Clinical Melanoma Diagnosis with Artificial Intelligence: Insights from a Prospective Multicenter Study

Lukas Heinlein,Roman C. Maron,Achim Hekler,Sarah Haggenmüller,Christoph Wies,Jochen S. Utikal,Friedegund Meier,Sarah Hobelsberger,Frank F. Gellrich,Mildred Sergon,Axel Hauschild,Lars E. French,Lucie Heinzerling,Justin G. Schlager,Kamran Ghoreschi,Max Schlaak,Franz J. Hilke,Gabriela Poch,Sören Korsing,Carola Berking,Markus V. Heppt,Michael Erdmann,Sebastian Haferkamp,Konstantin Drexler,Dirk Schadendorf,Wiebke Sondermann,Matthias Goebeler,Bastian Schilling,Eva Krieghoff-Henning,Titus J. Brinker

Early detection of melanoma, a potentially lethal type of skin cancer with high prevalence worldwide, improves patient prognosis. In retrospective studies, artificial intelligence (AI) has proven to be helpful for enhancing melanoma detection. However, there are few prospective studies confirming these promising results. Existing studies are limited by low sample sizes, too homogenous datasets, or lack of inclusion of rare melanoma subtypes, preventing a fair and thorough evaluation of AI and its generalizability, a crucial aspect for its application in the clinical setting. Therefore, we assessed 'All Data are Ext' (ADAE), an established open-source ensemble algorithm for detecting melanomas, by comparing its diagnostic accuracy to that of dermatologists on a prospectively collected, external, heterogeneous test set comprising eight distinct hospitals, four different camera setups, rare melanoma subtypes, and special anatomical sites. We advanced the algorithm with real test-time augmentation (R-TTA, i.e. providing real photographs of lesions taken from multiple angles and averaging the predictions), and evaluated its generalization capabilities. Overall, the AI showed higher balanced accuracy than dermatologists (0.798, 95% confidence interval (CI) 0.779-0.814 vs. 0.781, 95% CI 0.760-0.802; p<0.001), obtaining a higher sensitivity (0.921, 95% CI 0.900- 0.942 vs. 0.734, 95% CI 0.701-0.770; p<0.001) at the cost of a lower specificity (0.673, 95% CI 0.641-0.702 vs. 0.828, 95% CI 0.804-0.852; p<0.001). As the algorithm exhibited a significant performance advantage on our heterogeneous dataset exclusively comprising melanoma-suspicious lesions, AI may offer the potential to support dermatologists particularly in diagnosing challenging cases.

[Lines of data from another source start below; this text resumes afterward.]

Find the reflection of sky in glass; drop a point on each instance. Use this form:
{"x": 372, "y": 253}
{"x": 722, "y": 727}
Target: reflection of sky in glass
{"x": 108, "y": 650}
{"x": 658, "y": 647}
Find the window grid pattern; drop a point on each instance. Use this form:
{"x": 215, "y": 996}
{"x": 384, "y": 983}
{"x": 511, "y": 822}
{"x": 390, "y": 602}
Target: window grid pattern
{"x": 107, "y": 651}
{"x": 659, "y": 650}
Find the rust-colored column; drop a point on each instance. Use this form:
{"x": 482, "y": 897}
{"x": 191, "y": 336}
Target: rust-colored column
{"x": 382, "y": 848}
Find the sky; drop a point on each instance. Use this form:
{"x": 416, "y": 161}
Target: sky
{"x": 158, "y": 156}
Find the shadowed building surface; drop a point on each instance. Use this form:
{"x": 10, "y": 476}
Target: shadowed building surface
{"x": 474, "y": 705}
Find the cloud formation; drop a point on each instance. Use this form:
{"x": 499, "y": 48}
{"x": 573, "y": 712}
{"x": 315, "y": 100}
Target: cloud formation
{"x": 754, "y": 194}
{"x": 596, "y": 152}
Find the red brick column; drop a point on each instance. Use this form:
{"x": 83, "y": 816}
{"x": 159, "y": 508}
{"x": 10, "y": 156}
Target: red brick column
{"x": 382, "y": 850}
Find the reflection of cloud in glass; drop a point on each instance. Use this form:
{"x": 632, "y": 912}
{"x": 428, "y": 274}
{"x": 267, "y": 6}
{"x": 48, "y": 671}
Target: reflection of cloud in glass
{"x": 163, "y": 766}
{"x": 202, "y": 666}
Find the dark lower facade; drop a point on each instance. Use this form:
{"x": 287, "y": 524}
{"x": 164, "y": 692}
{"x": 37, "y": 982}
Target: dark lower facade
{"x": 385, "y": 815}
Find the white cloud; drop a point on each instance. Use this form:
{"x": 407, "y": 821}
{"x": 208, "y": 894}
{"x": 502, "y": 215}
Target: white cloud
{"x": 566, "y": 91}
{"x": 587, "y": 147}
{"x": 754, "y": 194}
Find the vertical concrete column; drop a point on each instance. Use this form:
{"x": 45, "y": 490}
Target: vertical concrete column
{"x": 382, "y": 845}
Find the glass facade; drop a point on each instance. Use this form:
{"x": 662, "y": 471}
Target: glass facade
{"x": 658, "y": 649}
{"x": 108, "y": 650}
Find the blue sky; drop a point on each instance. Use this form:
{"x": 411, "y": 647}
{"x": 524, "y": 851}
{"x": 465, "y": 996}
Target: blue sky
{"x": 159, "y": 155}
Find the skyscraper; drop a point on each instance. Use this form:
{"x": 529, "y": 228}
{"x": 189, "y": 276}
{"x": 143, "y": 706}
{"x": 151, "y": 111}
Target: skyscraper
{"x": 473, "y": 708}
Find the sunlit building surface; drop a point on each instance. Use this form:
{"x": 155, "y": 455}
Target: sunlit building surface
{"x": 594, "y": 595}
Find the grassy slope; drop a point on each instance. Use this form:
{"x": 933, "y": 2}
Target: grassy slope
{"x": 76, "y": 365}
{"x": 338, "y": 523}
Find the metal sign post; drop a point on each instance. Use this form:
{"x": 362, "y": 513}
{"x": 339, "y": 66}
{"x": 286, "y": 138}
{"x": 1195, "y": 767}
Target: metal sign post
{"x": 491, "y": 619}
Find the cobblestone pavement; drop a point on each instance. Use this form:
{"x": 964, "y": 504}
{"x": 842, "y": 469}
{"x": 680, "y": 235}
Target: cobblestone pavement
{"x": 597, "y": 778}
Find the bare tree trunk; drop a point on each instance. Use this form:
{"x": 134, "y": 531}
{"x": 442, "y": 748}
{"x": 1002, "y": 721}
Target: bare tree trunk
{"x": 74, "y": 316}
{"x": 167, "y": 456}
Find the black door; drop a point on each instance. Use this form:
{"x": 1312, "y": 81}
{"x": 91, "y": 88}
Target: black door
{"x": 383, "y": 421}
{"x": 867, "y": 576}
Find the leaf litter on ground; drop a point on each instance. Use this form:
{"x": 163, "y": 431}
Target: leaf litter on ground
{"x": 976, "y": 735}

翻译：黑色素瘤是一种全球高发的潜在致命性皮肤癌，其早期发现可改善患者预后。回顾性研究已证实人工智能（AI）有助于提升黑色素瘤检出率，但前瞻性研究对其积极结果的验证仍相对匮乏。现有研究存在样本量较小、数据集同质性过高或缺乏罕见黑色素瘤亚型纳入等局限性，这阻碍了对AI及其泛化能力（临床应用的关键要素）进行公平而全面的评估。为此，我们通过比较‘All Data are Ext’（ADAE）算法（一种成熟的用于检测黑色素瘤的开源集成算法）与皮肤科医生在前瞻性收集的外部异质性测试集上的诊断准确性开展评估。该测试集涵盖八家不同医院、四种不同摄像设备、罕见黑色素瘤亚型及特殊解剖部位。我们采用实时测试增强技术（R-TTA，即提供从多角度拍摄的皮损真实照片并取预测均值）对该算法进行优化，并评估其泛化能力。总体而言，AI的平衡准确率（0.798，95%置信区间[CI] 0.779-0.814）显著高于皮肤科医生（0.781，95% CI 0.760-0.802；p<0.001），其灵敏度更高（0.921，95% CI 0.900-0.942 vs. 0.734，95% CI 0.701-0.770；p<0.001），但特异性较低（0.673，95% CI 0.641-0.702 vs. 0.828，95% CI 0.804-0.852；p<0.001）。鉴于该算法在仅包含黑色素瘤可疑皮损的异质性数据集上展现出显著性能优势，AI或可为皮肤科医生提供诊断支持，特别是在处理疑难病例时发挥潜力。